Она встает, пряча слезы, подходит к панорамному окну. За окном беспросветная ночь, на лужайке, если присмотреться, видны блики декоративных фонарей вдоль тропинок и бассейн. Свет в гостиной не позволяет увидеть ночную красоту сада, но достаточно отображает в окне выражение лица мамы Вики.
Обняв себя за плечи, она закрывает глаза и, прикусив губы, тихо всхлипывает. Не выдерживаю, покидаю свое место и спешу к ней. Я чувствую, что именно сейчас нужна ей как никогда. Надо показать ей, что я рядом. Несмотря на предательство близкого человека, я, ее дочь, все равно нахожусь рядом.
— Но Вика? — и снова бессмысленная попытка в никуда.

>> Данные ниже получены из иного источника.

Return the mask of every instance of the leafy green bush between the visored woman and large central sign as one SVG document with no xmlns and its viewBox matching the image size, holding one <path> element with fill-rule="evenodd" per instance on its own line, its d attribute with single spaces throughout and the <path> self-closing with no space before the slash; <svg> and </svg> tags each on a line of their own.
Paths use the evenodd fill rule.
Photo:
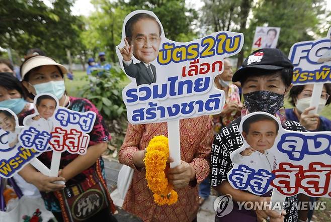
<svg viewBox="0 0 331 222">
<path fill-rule="evenodd" d="M 90 84 L 80 87 L 79 96 L 89 99 L 97 106 L 105 119 L 114 120 L 126 116 L 122 100 L 121 81 L 125 74 L 118 66 L 110 70 L 94 70 L 91 75 L 84 77 Z"/>
</svg>

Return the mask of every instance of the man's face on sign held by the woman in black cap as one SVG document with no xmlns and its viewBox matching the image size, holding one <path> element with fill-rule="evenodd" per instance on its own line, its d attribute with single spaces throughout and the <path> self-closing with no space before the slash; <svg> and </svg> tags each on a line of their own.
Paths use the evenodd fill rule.
<svg viewBox="0 0 331 222">
<path fill-rule="evenodd" d="M 249 132 L 242 132 L 243 138 L 251 148 L 264 153 L 272 148 L 278 135 L 275 121 L 262 120 L 250 124 Z"/>
</svg>

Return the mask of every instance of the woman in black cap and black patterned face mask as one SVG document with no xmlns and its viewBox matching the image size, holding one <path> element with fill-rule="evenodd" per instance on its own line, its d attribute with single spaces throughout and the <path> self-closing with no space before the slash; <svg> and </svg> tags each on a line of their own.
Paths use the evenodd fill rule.
<svg viewBox="0 0 331 222">
<path fill-rule="evenodd" d="M 283 107 L 284 95 L 288 92 L 293 74 L 293 65 L 279 49 L 260 49 L 253 52 L 244 61 L 242 68 L 236 71 L 232 81 L 240 81 L 246 112 L 267 112 L 278 116 L 287 130 L 304 131 L 297 123 L 285 120 L 285 112 L 279 112 Z M 279 115 L 281 113 L 281 115 Z M 227 173 L 233 167 L 230 154 L 243 145 L 239 132 L 241 118 L 234 120 L 215 137 L 211 157 L 211 186 L 222 195 L 230 194 L 234 207 L 231 213 L 218 217 L 215 221 L 297 221 L 298 210 L 292 207 L 297 196 L 286 198 L 290 203 L 281 215 L 274 210 L 238 209 L 236 201 L 269 202 L 271 192 L 264 196 L 237 190 L 227 181 Z"/>
</svg>

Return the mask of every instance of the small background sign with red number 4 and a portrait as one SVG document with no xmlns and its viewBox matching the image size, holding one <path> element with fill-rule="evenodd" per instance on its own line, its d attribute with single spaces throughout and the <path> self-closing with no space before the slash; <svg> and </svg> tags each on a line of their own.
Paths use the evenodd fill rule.
<svg viewBox="0 0 331 222">
<path fill-rule="evenodd" d="M 264 48 L 276 48 L 279 33 L 279 27 L 256 27 L 252 51 Z"/>
</svg>

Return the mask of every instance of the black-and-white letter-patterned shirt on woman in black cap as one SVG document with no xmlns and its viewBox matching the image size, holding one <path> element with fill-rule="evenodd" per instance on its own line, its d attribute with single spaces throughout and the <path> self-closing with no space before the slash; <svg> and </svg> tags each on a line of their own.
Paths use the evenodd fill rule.
<svg viewBox="0 0 331 222">
<path fill-rule="evenodd" d="M 241 118 L 232 121 L 230 125 L 223 128 L 214 139 L 211 152 L 211 186 L 218 186 L 223 181 L 227 180 L 227 173 L 233 167 L 230 154 L 243 145 L 243 138 L 239 132 L 240 121 Z M 285 123 L 285 129 L 301 132 L 306 131 L 299 123 L 288 120 Z M 290 205 L 285 208 L 287 214 L 284 221 L 297 221 L 298 211 L 295 207 L 292 207 L 297 200 L 296 195 L 286 197 L 286 201 L 288 201 Z M 254 216 L 255 213 L 253 212 L 252 215 Z"/>
</svg>

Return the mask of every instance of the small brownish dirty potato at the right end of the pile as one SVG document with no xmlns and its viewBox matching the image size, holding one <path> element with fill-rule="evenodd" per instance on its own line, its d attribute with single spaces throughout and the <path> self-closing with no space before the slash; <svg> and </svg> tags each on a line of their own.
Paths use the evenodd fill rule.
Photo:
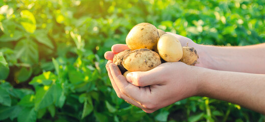
<svg viewBox="0 0 265 122">
<path fill-rule="evenodd" d="M 180 62 L 194 66 L 197 63 L 198 58 L 199 56 L 196 49 L 188 46 L 183 47 L 183 56 L 180 59 Z"/>
</svg>

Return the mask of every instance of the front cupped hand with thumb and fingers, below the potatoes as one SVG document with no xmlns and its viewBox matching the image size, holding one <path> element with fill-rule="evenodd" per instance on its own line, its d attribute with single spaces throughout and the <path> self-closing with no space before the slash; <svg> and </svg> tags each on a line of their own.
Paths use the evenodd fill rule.
<svg viewBox="0 0 265 122">
<path fill-rule="evenodd" d="M 131 72 L 127 77 L 111 60 L 106 68 L 117 96 L 147 113 L 199 93 L 198 67 L 181 62 L 164 63 L 147 72 Z"/>
</svg>

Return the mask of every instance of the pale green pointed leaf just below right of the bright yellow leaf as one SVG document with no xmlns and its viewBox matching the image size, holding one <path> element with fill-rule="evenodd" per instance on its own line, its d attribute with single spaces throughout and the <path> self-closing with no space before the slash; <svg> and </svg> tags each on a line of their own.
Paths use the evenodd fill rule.
<svg viewBox="0 0 265 122">
<path fill-rule="evenodd" d="M 34 33 L 34 36 L 36 38 L 36 40 L 50 48 L 54 48 L 54 45 L 52 43 L 52 41 L 48 38 L 46 32 L 44 30 L 39 30 L 37 29 Z"/>
</svg>

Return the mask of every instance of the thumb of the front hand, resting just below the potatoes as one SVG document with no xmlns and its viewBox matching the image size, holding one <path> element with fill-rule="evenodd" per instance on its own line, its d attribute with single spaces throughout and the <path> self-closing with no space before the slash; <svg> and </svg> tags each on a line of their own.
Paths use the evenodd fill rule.
<svg viewBox="0 0 265 122">
<path fill-rule="evenodd" d="M 128 82 L 136 86 L 158 85 L 163 82 L 163 75 L 157 71 L 130 72 L 127 74 Z"/>
</svg>

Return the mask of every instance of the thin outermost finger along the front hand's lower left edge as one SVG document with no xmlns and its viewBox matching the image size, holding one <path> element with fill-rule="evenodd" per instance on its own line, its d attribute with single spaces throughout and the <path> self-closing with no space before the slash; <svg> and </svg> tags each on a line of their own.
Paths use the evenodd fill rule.
<svg viewBox="0 0 265 122">
<path fill-rule="evenodd" d="M 111 62 L 108 62 L 108 63 L 111 63 Z M 137 106 L 138 108 L 143 109 L 146 112 L 149 112 L 150 111 L 150 110 L 147 110 L 146 108 L 144 108 L 143 106 L 141 106 L 136 101 L 134 101 L 131 98 L 129 98 L 128 96 L 122 94 L 121 91 L 119 90 L 119 88 L 117 87 L 116 83 L 114 82 L 114 79 L 113 79 L 113 77 L 111 75 L 111 71 L 109 69 L 109 64 L 106 65 L 106 69 L 108 71 L 108 75 L 109 75 L 109 78 L 110 78 L 110 81 L 111 81 L 111 85 L 112 85 L 113 89 L 115 90 L 115 92 L 116 92 L 116 94 L 117 94 L 117 96 L 119 98 L 124 99 L 126 102 L 128 102 L 130 104 L 133 104 L 133 105 Z"/>
</svg>

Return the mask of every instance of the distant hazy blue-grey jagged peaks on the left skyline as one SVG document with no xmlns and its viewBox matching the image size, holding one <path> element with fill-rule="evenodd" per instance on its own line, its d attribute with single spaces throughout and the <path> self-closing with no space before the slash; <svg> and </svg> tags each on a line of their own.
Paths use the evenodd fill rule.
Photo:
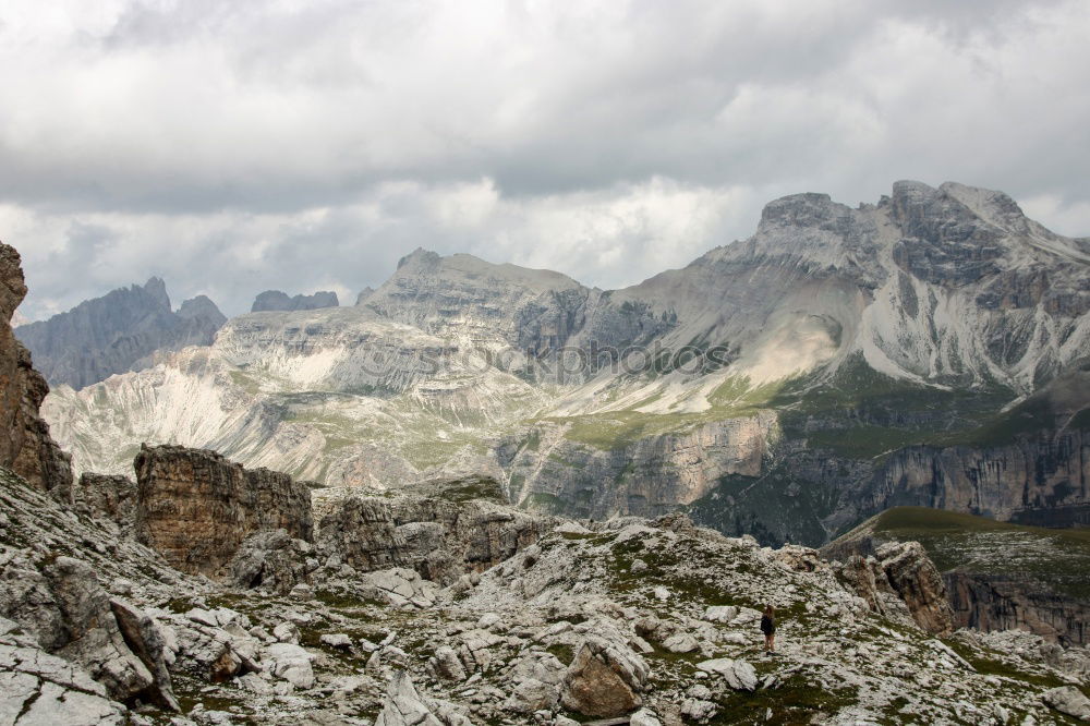
<svg viewBox="0 0 1090 726">
<path fill-rule="evenodd" d="M 73 388 L 147 367 L 160 350 L 207 346 L 227 322 L 204 295 L 175 313 L 164 281 L 119 288 L 48 320 L 20 326 L 16 336 L 34 353 L 46 378 Z"/>
</svg>

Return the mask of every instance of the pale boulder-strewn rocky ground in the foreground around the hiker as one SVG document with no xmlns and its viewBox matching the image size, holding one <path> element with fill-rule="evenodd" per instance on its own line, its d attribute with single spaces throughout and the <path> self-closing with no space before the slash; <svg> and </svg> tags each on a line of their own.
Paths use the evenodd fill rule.
<svg viewBox="0 0 1090 726">
<path fill-rule="evenodd" d="M 242 516 L 261 472 L 232 491 L 209 486 L 237 467 L 210 452 L 141 458 L 135 485 L 85 476 L 72 504 L 0 472 L 2 723 L 1090 718 L 1090 653 L 952 632 L 915 543 L 828 562 L 683 517 L 544 520 L 484 481 L 388 499 L 319 489 L 313 533 L 296 539 Z M 187 496 L 184 471 L 205 477 Z M 137 542 L 171 508 L 256 529 L 237 545 L 194 530 L 194 550 L 230 557 L 190 573 L 181 535 L 165 554 Z M 776 655 L 756 628 L 764 603 L 779 613 Z"/>
</svg>

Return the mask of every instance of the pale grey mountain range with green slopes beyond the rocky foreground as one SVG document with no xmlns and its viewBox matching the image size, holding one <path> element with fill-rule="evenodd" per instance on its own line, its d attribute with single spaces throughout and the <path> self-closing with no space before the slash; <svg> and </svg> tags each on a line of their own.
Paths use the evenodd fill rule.
<svg viewBox="0 0 1090 726">
<path fill-rule="evenodd" d="M 66 315 L 120 319 L 149 286 Z M 766 544 L 898 505 L 1090 523 L 1090 240 L 1000 192 L 787 196 L 621 290 L 417 250 L 354 306 L 277 300 L 300 308 L 96 340 L 94 366 L 58 354 L 74 329 L 16 335 L 61 384 L 43 411 L 77 470 L 129 472 L 149 441 L 330 486 L 480 473 L 524 509 L 683 509 Z"/>
</svg>

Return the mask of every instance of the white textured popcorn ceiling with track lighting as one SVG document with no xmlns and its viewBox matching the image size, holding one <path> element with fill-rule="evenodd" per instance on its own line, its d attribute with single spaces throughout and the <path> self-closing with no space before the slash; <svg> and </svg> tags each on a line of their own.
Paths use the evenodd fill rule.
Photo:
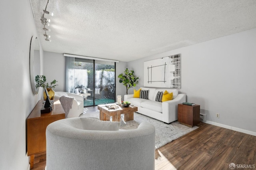
<svg viewBox="0 0 256 170">
<path fill-rule="evenodd" d="M 119 61 L 256 28 L 256 0 L 31 0 L 44 51 Z"/>
</svg>

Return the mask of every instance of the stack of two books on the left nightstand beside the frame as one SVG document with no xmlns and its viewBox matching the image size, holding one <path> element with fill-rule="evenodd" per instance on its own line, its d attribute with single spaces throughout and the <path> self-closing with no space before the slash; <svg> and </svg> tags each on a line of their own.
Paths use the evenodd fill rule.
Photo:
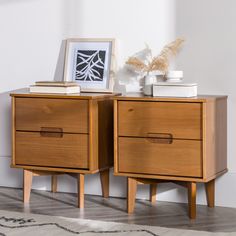
<svg viewBox="0 0 236 236">
<path fill-rule="evenodd" d="M 75 82 L 37 81 L 30 86 L 31 93 L 80 93 L 80 86 Z"/>
</svg>

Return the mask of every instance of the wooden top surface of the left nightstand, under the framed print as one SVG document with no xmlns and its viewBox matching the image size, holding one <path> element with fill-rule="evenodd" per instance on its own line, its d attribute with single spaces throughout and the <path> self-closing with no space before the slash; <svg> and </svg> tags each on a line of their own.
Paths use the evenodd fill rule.
<svg viewBox="0 0 236 236">
<path fill-rule="evenodd" d="M 30 93 L 29 88 L 17 89 L 10 93 L 12 97 L 39 97 L 39 98 L 67 98 L 67 99 L 107 99 L 120 95 L 120 93 L 78 93 L 78 94 L 52 94 Z"/>
</svg>

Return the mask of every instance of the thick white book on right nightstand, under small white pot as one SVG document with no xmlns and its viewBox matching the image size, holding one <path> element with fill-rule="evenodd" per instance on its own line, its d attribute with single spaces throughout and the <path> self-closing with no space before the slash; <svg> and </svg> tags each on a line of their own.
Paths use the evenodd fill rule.
<svg viewBox="0 0 236 236">
<path fill-rule="evenodd" d="M 197 84 L 160 82 L 153 84 L 154 97 L 195 97 Z"/>
</svg>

Неужели эта женщина не понимает, в чем только что призналась? Я не юрист и совершенно далека от закона, но очень надеюсь, что за подмену новорожденных можно сесть даже спустя двадцать лет.
— Что Вика? Тебе есть, что сказать в свое оправдание? — срывается мама Вика, обращаясь взглядом в никуда. Она не смотрит на свою мать, бегает взглядом по комнате, боясь остановиться на ком-то конкретном.
— Я надеялась, что ты одумаешься. Забудешь этого нищеброда, — на этих словах я не сдерживаюсь и хрюкаю, привлекая к себе внимание супербабушки. — Ну зачем она тебе сейчас? Она даже воспитывалась в другой семье. Ты же совершенно ее не знаешь!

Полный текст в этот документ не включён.